Opinion No. 1766
GUARDIANSHIP OF IMMIGRANT CHILDREN
POWER OF COMMONWEALTH AND STATES TO ENACT LAWS PROVIDING FOR GUARDIANSHIP OF CHILD IMMIGRANTS FROM UNITED KINGDOM: COMMONWEALTH LEGISLATIVE POWER WITH RESPECT TO IMMIGRATION
CONSTITUTION s 51(xxvii): NATIONAL SECURITY (OVERSEAS CHILDREN) REGULATIONS
02 April 1946
The Secretary, Department of Immigration
I refer to your memorandum of 8th March, 1946, asking for advice as to the power of the Commonwealth to enact legislation empowering your Minister to act as the legal guardian of children evacuated to Australia from the United Kingdom under the National Security (Overseas Children) Regulations until they are twenty-one years of age.
Under the Constitution, the Parliament of the Commonwealth has power to legislate with regard to ‘immigration’ in its widest sense. The children in question came to Australia as a temporary expedient and without any intention of settling or residing permanently in the Commonwealth. In my view, it would be reasonable to treat them as immigrants until they attain their majority and, for this purpose, I am of opinion that the Commonwealth could pass a law providing that your Minister shall act as the legal guardian of the person of any such child until the child reaches the age of twenty-one years. On attaining that age the migrant will be in a position to decide for himself whether he will settle permanently in Australia or not.

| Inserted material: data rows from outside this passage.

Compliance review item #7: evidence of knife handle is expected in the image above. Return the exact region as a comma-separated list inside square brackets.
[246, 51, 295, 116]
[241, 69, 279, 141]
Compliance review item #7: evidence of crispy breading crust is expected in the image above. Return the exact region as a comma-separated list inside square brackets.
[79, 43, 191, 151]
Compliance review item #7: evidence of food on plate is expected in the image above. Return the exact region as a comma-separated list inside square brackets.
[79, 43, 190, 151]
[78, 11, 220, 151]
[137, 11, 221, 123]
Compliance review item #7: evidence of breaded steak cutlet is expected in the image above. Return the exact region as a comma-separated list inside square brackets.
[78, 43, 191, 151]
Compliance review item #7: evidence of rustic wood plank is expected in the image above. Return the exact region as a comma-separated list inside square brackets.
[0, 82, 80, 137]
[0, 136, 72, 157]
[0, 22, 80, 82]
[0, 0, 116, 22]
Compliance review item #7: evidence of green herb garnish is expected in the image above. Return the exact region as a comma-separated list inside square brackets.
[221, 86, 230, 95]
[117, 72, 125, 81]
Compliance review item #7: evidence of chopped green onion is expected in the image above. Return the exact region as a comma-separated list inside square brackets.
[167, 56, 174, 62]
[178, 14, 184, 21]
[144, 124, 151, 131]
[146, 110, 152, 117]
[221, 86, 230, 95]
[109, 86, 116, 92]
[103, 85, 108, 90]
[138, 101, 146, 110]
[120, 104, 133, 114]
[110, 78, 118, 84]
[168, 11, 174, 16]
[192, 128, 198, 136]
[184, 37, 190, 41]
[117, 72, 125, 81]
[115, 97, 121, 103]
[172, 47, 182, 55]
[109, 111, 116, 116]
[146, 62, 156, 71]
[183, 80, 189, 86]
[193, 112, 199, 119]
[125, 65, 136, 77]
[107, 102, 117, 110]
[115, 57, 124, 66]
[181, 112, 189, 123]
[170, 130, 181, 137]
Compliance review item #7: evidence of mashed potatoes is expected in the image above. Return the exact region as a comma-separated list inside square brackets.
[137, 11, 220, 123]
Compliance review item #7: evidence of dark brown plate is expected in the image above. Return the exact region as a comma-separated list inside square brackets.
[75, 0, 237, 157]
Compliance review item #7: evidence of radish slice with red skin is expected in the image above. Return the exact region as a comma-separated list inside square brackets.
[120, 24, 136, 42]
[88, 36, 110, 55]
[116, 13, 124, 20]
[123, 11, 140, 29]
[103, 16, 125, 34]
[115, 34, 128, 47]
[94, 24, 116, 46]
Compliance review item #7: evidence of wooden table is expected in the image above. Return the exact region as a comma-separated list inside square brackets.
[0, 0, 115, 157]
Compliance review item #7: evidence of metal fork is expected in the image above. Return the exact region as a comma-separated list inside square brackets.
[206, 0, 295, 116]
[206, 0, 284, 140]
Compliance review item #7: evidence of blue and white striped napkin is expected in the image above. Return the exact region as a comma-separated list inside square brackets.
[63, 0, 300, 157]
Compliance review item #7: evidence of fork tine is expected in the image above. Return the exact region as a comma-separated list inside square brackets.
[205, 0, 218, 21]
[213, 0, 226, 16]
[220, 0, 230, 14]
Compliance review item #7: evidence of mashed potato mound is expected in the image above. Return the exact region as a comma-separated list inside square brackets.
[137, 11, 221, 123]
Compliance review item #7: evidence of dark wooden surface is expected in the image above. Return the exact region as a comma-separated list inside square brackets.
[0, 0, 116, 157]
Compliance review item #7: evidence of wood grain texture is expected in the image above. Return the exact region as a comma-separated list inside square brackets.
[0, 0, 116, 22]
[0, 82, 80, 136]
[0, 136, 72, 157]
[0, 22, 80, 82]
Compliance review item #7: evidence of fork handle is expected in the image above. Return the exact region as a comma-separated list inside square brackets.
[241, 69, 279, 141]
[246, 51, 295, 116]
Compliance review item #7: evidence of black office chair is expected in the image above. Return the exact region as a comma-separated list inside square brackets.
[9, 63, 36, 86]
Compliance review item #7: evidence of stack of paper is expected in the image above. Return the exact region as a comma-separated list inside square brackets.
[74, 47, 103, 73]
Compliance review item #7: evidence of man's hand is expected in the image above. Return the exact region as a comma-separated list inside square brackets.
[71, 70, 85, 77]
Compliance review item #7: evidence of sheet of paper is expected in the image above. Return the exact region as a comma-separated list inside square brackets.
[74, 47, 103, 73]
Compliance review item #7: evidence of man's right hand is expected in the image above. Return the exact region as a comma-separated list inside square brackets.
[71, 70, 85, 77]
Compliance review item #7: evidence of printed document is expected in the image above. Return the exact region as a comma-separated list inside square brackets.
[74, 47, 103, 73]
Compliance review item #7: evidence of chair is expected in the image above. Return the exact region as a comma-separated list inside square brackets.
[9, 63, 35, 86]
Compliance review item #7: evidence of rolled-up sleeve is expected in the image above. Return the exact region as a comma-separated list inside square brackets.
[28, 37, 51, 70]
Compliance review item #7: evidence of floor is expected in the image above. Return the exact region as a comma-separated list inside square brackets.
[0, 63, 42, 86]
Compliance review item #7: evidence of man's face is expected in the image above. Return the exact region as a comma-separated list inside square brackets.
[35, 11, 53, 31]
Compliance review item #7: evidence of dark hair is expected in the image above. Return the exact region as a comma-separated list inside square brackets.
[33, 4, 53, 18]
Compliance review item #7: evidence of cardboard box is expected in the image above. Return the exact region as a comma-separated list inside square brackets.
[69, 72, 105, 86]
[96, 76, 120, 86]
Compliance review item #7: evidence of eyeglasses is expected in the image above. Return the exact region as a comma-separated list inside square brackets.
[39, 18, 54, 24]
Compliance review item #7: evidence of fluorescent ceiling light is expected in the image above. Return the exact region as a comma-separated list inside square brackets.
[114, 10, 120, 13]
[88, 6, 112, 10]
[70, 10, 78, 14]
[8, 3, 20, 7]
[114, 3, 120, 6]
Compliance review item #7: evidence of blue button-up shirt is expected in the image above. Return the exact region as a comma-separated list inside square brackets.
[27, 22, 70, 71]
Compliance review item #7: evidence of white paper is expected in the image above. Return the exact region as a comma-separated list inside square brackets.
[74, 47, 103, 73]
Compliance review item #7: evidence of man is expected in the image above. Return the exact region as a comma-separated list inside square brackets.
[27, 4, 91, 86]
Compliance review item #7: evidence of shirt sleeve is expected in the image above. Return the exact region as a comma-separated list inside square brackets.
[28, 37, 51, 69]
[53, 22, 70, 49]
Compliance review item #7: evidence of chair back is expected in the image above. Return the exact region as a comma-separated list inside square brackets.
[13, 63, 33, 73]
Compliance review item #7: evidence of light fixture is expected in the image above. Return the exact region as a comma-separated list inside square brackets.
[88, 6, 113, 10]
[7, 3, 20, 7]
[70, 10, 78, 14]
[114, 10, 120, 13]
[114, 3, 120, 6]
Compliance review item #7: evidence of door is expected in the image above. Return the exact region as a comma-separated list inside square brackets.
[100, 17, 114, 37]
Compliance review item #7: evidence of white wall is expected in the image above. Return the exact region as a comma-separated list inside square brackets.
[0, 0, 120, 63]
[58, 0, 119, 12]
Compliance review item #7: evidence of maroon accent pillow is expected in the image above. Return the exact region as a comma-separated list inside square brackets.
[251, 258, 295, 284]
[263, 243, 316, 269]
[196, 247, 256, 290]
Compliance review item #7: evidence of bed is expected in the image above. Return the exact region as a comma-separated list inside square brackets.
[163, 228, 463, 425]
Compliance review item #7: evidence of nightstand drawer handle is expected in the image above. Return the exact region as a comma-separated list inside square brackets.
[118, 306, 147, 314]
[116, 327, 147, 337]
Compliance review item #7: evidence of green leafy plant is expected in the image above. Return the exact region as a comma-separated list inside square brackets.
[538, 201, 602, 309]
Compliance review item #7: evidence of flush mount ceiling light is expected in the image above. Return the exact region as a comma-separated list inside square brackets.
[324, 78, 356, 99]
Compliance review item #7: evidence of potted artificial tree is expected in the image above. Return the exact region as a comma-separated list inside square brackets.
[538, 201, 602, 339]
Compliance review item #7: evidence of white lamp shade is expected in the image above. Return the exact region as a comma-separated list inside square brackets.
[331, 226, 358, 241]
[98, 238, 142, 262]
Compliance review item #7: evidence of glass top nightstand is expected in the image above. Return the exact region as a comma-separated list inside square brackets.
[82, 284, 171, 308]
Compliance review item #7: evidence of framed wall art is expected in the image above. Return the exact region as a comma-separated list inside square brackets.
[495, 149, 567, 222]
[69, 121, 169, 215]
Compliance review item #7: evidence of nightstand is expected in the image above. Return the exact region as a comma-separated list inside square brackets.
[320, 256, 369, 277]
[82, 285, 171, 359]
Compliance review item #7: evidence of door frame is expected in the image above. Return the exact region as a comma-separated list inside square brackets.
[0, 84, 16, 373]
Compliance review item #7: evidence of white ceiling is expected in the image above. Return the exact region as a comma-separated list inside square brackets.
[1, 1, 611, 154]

In the absence of any Commonwealth law on the subject, it would be open for any State to legislate with respect to the guardianship of these overseas children.
The question as to whether the Commonwealth should enact legislation vesting the guardianship of such children in your Minister or whether the guardianship should be vested by State law in the appropriate State authority is a matter of policy as to which I am not in a position to express any opinion.